Finally, we used multiple lines of evidence to determine that one of the individuals was affected by tuberculosis. It is already known that tuberculosis was endemic in the Roman Imperial period thanks to the writings and ancient descriptions from Celsus (De Medicina, III, 22; 1st cent. AD), Galen and Celio Aureliano, and Aretheus of Cappadocia (Signa chron., I, 8; 2nd cent. AD). The increased population density that characterized the beginning of the Roman era, probably due to the development of an urban Roman way of life, favoured the spread of tuberculosis across Italy86,87,88.

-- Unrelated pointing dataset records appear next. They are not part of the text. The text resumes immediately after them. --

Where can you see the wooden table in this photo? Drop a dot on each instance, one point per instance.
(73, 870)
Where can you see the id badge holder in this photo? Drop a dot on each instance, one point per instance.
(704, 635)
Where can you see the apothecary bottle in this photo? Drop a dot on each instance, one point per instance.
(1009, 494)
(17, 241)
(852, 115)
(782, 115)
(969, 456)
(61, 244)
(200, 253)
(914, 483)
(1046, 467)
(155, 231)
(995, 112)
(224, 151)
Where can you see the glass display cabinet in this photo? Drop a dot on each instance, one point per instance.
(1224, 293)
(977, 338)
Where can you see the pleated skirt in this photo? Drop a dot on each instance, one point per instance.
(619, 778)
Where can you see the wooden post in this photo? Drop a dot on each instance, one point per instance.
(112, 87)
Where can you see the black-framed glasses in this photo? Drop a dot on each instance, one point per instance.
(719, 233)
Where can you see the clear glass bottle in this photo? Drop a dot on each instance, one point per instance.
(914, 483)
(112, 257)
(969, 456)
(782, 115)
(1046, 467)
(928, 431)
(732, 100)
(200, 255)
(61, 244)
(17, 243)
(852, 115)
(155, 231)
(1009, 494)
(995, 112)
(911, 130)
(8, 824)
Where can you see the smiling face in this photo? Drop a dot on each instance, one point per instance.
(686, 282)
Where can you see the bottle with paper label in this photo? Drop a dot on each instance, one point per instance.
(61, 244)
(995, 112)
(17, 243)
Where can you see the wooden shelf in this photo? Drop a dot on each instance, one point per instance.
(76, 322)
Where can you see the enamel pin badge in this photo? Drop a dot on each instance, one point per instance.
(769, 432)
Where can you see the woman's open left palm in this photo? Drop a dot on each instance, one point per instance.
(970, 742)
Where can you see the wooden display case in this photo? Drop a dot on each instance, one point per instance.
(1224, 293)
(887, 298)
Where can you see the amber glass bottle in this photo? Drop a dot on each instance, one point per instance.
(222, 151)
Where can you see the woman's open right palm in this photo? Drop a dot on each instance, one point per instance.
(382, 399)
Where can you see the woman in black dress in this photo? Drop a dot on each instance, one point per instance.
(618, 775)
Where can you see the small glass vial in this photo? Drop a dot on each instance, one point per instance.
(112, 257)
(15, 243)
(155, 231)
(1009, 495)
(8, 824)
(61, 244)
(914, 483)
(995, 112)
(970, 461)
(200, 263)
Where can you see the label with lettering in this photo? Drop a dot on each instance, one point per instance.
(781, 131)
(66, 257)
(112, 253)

In conclusion, our study—albeit limited to one individual—confirms and demonstrates the possibility of applying palaeogenomic methods to study human remains from this unique site. Our initial findings provide a foundation to promote an intensive analysis of well-preserved Pompeian individuals. Supported by the enormous amount of archaeological information that has been collected in the past century for the city of Pompeii, their paleogenetic analyses will help us to reconstruct the lifestyle of this fascinating population of the Imperial Roman period.

Materials and methods

Skeletal biology

Sex-determination was carried out using DSP (Diagnose Sexuelle Probabiliste)89.

Age-at-death was determined using changes to the pubic symphysis90 and the auricular surface of the ilium91 for both individuals. Concerning individual A, a radiographic method based on the apposition of secondary dentine was applied to the digital radiograph of the two left lower premolars22. Periapical digital radiographs were taken using a NOMAD hand-held dental X-ray device (Aribex, USA) combined with a digital sensor (DSX, Anthos, Italy) linked to a portable pc. All radiographs were taken with a Rinn-type digital sensor holder with 0.05 s exposure time and 60 kV.

Stature was estimated using statistical methods, taking into account the maximum length of long bones (humerus, ulna, femur and tibia), according to Giannecchini and Moggi-Cecchi22, and by applying the equations proposed by Pearson76 and by Trotter and Gleser for African-American19,20,21 that provide the most consistent estimates for Italian populations of Roman Age18.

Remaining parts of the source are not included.